Using Mindfulness to Conquer Parental Stress Now

Parental_StressAs the parent of a child with autism spectrum disorder (ASD), life may be filled with emotional ups and downs. Periods of calm can abruptly shift to episodes of intensely challenging behavior that disrupt family equilibrium. Likewise, deeply difficult days can soften to reveal moments of great joy. The chaos of parenting a child with ASD can trigger persistent stress that may overpower a parent’s coping resources.
Does this sound familiar?

Parental Stress

Parents and caregivers (referred to as parents for the duration of the article) devote countless hours to the treatment of their child(ren) with ASD – coordinating intervention schedules, traveling, collaborating with therapists, learning new strategies, and implementing treatment approaches at home – while also attending to the demands of daily life. Ample research indicates that mothers of children with developmental disabilities are at greater risk for more stress, psychological distress, and poorer health than mothers of typically developing children (Miodrag & Hoadpp, 2010; Estes et al., 2009).  A growing literature base also suggests that mothers of children with ASD experience higher levels of distress than parents of children with other developmental disabilities, such as Down syndrome and Fragile X syndrome (Cachia, Anderson, & Moore, 2016; Estes et al., 2009).  More specifically, mothers of children with autism experience more stress, including chronic stress; greater psychological distress (e.g., symptoms of anxiety and depression); more pessimism; and lower positive perceptions of their child, when compared to mothers of children with non-autism developmental delay and no developmental delay (Abbeduto et al., 2004; Estes et al., 2004; Griffith, Hastings, Nash, & Hill, 2010).

Research suggests that higher levels of child behavior problems are related to parenting stress and psychological distress in mothers (Abbeduto et al., 2004; Estes et al., 2004; Griffith, Hastings, Nash, & Hill, 2010). It is notable that much of the research focuses on mothers, but some studies incorporate father experiences. For example, a recent study examined how child behavior is related to stress and coping strategies in mothers and father and supported that child behavior influences both parents (Lyons, Leon, Roecker-Phelps, & Dunleavy, 2010).  Stress experienced by both parents can reduce the effectiveness of early intervention, in part, because it influences parent ability to successfully use interventions at home (Cachia, Anderson, & Moore, 2016; Estes et al., 2009; Osborne, McHugh, Sanders, & Reed, 2008). Chronic stress may also result in increased problem behaviors in children and decreased child well-being and/or developmental progress (Cachia, Anderson, & Moore, 2016; Dykens, Fisher, Taylor, Lambert, and Miodrag, 2014). These factors create a cycle of difficulty. Challenging child behavior triggers stress, and stress makes it difficult to intervene effectively; less effective intervention can then lead to more challenging behavior (Estes et al., 2009).

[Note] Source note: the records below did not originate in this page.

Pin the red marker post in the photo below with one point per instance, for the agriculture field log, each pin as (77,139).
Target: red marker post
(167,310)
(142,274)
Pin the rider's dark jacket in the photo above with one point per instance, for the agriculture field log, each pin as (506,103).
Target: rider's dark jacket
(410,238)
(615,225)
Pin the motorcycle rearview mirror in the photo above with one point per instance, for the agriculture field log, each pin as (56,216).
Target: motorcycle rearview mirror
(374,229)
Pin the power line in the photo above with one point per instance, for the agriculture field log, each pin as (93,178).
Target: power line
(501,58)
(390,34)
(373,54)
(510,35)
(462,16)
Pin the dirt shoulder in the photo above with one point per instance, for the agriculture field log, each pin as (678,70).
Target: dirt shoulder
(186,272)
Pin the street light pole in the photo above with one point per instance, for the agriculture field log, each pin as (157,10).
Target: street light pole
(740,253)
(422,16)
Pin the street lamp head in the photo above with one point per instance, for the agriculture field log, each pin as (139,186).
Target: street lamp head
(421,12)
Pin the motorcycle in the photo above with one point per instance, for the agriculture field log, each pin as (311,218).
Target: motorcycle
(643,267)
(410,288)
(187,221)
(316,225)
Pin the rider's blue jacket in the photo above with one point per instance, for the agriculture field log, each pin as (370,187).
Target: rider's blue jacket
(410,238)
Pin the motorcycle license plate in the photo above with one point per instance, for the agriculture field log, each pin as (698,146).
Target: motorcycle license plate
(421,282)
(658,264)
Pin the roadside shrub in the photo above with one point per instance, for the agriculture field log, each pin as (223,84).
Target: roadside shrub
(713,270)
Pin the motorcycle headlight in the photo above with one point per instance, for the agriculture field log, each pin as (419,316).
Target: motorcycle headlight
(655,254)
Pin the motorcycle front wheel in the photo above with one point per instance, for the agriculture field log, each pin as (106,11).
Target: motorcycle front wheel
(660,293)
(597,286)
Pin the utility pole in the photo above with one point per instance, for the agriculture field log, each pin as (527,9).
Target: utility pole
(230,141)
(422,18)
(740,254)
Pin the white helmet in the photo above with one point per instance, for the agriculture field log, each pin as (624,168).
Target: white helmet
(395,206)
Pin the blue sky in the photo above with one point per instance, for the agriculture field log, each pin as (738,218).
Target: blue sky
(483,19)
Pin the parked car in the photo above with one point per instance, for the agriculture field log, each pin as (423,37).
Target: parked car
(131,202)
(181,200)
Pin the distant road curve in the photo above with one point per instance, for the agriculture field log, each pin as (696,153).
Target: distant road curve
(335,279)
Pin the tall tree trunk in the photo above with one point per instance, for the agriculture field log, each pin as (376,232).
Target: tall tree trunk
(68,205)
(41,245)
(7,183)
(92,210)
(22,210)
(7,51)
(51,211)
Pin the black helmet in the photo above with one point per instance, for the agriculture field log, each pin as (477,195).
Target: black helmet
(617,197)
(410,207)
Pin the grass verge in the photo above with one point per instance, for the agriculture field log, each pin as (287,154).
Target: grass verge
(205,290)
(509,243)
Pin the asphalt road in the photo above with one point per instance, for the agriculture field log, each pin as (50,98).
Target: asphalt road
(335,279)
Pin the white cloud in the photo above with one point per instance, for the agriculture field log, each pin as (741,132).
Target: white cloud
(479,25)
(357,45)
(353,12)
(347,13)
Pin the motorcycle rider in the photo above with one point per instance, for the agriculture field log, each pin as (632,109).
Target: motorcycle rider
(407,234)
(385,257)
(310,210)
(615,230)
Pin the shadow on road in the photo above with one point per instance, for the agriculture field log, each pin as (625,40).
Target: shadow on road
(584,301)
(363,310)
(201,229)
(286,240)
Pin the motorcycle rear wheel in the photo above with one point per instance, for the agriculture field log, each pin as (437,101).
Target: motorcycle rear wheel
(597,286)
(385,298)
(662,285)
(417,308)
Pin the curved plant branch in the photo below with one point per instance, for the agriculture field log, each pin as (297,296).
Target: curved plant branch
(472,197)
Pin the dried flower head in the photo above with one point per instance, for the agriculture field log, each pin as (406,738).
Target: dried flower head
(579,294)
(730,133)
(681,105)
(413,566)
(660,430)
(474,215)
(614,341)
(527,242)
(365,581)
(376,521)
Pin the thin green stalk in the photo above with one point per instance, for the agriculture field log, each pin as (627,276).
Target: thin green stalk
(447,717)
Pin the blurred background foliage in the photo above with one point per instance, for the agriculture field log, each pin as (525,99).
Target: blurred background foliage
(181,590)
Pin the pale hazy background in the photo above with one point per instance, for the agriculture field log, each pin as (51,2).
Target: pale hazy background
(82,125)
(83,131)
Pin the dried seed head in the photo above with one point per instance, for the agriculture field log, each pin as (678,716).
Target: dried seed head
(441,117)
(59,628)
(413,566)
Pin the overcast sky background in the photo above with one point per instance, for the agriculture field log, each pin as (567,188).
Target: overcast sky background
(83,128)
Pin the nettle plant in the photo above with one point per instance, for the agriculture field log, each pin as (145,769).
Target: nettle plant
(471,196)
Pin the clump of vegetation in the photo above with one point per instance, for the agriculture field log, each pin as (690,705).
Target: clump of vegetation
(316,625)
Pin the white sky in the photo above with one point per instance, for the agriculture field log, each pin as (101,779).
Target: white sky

Gaps in Parent-Oriented Services

Despite the knowledge that parent factors influence child behavior as well as treatment and outcomes, services for children with ASD are primarily child-focused (Dykens, et. al., 2014). Child-oriented services for children with developmental disabilities may be associated with modest parent benefits, such as reduced maternal stress; however, they do not treat the mental health of parents (Singer, Ethridge, & Aldana, 2007).  Parents of children with ASD need strategies and support to improve their mental health, for the overall well-being of their children and themselves.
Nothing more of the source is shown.